I own a 2011 SuperSix 5 and I'm very happy with it. It does everything you want it to do. Steers well and precise and goes fast. I'm not a heavy rider and I can't feel any difference in comfort between my previous CAAD9 and the SuperSix. But it is a bit lighter (given the components are the same) and feels a bit more agile. 

I think a great bike for the money.


----------



## JKOST (Jun 19, 2011)

I just rode the CAAD 10 4 and SuperSix 4 back to back. I didn't expect to feel a lot of difference, but I did. I thought the SuperSix was a much smoother ride. Think I'm going w/the SuperSix.


----------



## Anubis (Aug 27, 2011)

I rode all the Specialized and several of the Trek offerings as well as the CAAD9 before buying a 2011 SuperSix 5. I love it! It feels incredibly responsive and is very light compared to my previous ride. After just 200 miles I am very pleased with it.


----------



## ph0enix (Aug 12, 2009)

JKOST said:


> I just rode the CAAD 10 4 and SuperSix 4 back to back. I didn't expect to feel a lot of difference, but I did. I thought the SuperSix was a much smoother ride. Think I'm going w/the SuperSix.

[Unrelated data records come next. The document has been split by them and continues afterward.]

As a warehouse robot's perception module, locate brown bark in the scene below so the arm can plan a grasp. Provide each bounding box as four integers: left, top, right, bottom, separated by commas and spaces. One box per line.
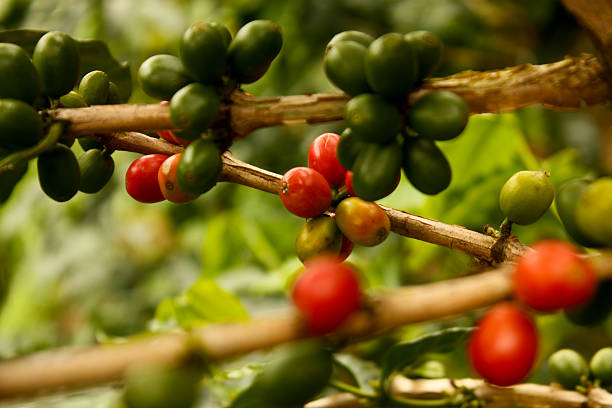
50, 55, 612, 139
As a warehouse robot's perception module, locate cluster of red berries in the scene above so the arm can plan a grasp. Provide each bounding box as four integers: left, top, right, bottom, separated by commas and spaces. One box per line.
468, 241, 597, 386
278, 133, 391, 261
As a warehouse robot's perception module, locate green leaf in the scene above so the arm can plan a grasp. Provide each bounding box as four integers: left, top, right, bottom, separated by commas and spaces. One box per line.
152, 279, 249, 330
381, 327, 474, 382
0, 29, 132, 101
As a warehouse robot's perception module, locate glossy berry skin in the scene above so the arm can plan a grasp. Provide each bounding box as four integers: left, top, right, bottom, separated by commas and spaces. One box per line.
308, 133, 346, 187
157, 153, 197, 204
344, 171, 357, 197
278, 167, 332, 218
468, 302, 538, 386
125, 154, 168, 203
514, 240, 597, 311
336, 197, 391, 246
292, 256, 361, 334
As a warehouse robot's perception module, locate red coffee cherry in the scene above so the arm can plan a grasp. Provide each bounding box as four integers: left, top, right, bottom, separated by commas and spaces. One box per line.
514, 240, 597, 311
292, 256, 361, 334
157, 153, 198, 204
468, 302, 538, 386
278, 167, 332, 218
308, 133, 346, 187
344, 171, 357, 197
125, 154, 168, 203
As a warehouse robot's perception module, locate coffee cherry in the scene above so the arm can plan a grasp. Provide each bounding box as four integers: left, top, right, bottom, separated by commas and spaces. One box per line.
576, 177, 612, 247
468, 302, 538, 386
499, 170, 555, 225
138, 54, 193, 100
336, 197, 391, 246
125, 154, 169, 203
589, 347, 612, 386
32, 31, 79, 98
308, 133, 346, 187
278, 167, 332, 218
37, 144, 81, 202
513, 241, 597, 311
292, 257, 361, 334
157, 153, 198, 204
295, 214, 343, 262
548, 349, 589, 390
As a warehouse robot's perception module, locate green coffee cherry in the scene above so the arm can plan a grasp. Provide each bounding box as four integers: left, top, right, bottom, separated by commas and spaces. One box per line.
499, 170, 555, 225
0, 43, 41, 104
253, 341, 333, 408
123, 363, 201, 408
589, 347, 612, 387
60, 91, 87, 108
79, 149, 115, 194
555, 179, 596, 247
138, 54, 193, 100
364, 33, 418, 98
227, 20, 283, 84
106, 81, 123, 105
408, 91, 470, 140
79, 71, 110, 105
180, 22, 227, 84
327, 30, 374, 47
548, 349, 589, 390
344, 94, 402, 143
37, 144, 81, 202
576, 177, 612, 247
0, 154, 28, 204
32, 31, 79, 98
176, 139, 223, 196
170, 83, 221, 132
404, 31, 444, 79
295, 214, 342, 262
336, 128, 368, 170
353, 143, 402, 201
323, 41, 371, 95
402, 137, 452, 195
0, 99, 43, 150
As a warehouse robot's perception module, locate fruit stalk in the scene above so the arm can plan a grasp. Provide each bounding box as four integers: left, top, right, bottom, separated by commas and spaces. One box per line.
50, 54, 612, 140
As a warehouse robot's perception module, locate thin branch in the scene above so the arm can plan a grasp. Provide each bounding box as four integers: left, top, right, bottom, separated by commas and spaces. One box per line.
0, 262, 612, 398
50, 55, 612, 139
91, 132, 525, 263
305, 376, 612, 408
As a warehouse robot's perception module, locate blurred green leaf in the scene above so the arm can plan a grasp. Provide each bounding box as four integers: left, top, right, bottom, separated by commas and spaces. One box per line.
151, 278, 249, 330
382, 327, 474, 381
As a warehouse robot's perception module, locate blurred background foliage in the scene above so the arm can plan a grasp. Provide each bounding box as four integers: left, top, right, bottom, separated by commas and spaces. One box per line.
0, 0, 612, 406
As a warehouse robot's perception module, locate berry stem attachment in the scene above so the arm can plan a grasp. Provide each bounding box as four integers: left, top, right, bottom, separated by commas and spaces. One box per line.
0, 121, 68, 174
329, 380, 378, 399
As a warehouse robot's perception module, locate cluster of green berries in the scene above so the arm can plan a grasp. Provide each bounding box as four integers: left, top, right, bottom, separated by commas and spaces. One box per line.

Thank you! Finally someone agrees with me. I'm always reading how there is little or no difference in the road feel between the CAAD and the Supersix. In my opinion the differences are quite significant.

To the OP:
Another very satisfied SuperSix owner here as you can see:
http://forums.roadbikereview.com/cannondale/absolutely-loving-my-new-2011-supersix5-258094.html

The SuperSix 5 uses an excellent frame (the same one as the Supersix 4,3 and 1) and a proven drivetrain (Shimano 105). The wheels are on the low end but that's the case with most stock bikes.


----------



## JKOST (Jun 19, 2011)

Got the SS 5 a couple weeks ago. Loving it - except the saddle doesn't seem to like my sit bones. It could be that I still need some overall fit adjustments, but I'll be surprised if that really fixed the sore bum issue. I think that may be my first upgrade. Yes the wheels may be fairly low end, but I've never had better, so ignorance is bliss .


----------



## Unknown Arch (Aug 17, 2011)

I can't speak to the component load out, but I bought a matte SuperSix 5 with all the gear swapped from a SuperSix 3 (ultegra) and it looks amazing.


----------



## ph0enix (Aug 12, 2009)

JKOST said:


> ...the saddle doesn't seem to like my sit bones. It could be that I still need some overall fit adjustments, but I'll be surprised if that really fixed the sore bum issue.


Sore bum usually means that you don't have enough miles under your belt. If your back or knees are hurting, it could be the fit or the saddle.


----------